Asset generator for applying S-LDSC using standard reference datasets.

Functions:

standard_sldsc_task_generator

standard_sldsc_task_generator(
    sumstats_task: Task,
    base_name: str,
    pre_pipe: DataProcessingPipe = IdentityPipe(),
) -> SLDSCTaskGenerator

Standardized task generator for applying S-LSDC to GWAS summary statistics

as described in "Heritability enrichment of specifically expressed genes identifies disease-relevant tissues and cell types." Nature genetics 50.4 (2018): 621-629.

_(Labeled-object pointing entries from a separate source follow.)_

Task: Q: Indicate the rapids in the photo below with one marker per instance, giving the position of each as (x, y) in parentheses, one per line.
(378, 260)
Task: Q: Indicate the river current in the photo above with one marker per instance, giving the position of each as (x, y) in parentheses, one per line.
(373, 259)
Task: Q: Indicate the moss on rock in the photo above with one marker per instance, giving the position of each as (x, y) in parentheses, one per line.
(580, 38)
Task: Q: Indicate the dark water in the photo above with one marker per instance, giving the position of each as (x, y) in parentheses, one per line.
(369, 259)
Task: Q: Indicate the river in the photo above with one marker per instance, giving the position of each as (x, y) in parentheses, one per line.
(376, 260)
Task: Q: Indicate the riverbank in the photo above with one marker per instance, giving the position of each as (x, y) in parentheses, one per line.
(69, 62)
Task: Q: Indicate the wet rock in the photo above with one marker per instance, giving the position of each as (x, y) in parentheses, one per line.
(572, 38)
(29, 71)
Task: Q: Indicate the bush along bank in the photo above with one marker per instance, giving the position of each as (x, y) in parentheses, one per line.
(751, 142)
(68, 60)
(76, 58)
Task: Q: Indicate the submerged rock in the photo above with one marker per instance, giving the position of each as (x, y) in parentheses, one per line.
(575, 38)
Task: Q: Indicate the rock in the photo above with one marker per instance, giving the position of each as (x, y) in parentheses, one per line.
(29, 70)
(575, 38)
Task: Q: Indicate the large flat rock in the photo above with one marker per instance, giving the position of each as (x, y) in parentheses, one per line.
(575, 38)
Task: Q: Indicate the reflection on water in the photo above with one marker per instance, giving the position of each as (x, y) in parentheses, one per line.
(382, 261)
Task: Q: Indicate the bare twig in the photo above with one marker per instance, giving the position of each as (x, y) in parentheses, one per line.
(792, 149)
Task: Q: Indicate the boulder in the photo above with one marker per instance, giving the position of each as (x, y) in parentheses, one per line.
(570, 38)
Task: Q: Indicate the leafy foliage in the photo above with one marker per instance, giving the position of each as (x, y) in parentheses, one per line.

using the standard partitioning datasets provided by the authors of that paper

Source code in mecfs_bio/asset_generator/concrete_sldsc_generator.py
def standard_sldsc_task_generator(
    sumstats_task: Task,
    base_name: str,
    pre_pipe: DataProcessingPipe = IdentityPipe(),
) -> SLDSCTaskGenerator:
    """
    Standardized task generator for applying S-LSDC to GWAS summary statistics

    as described in
    "Heritability enrichment of specifically expressed genes identifies disease-relevant tissues and cell types." Nature genetics 50.4 (2018): 621-629.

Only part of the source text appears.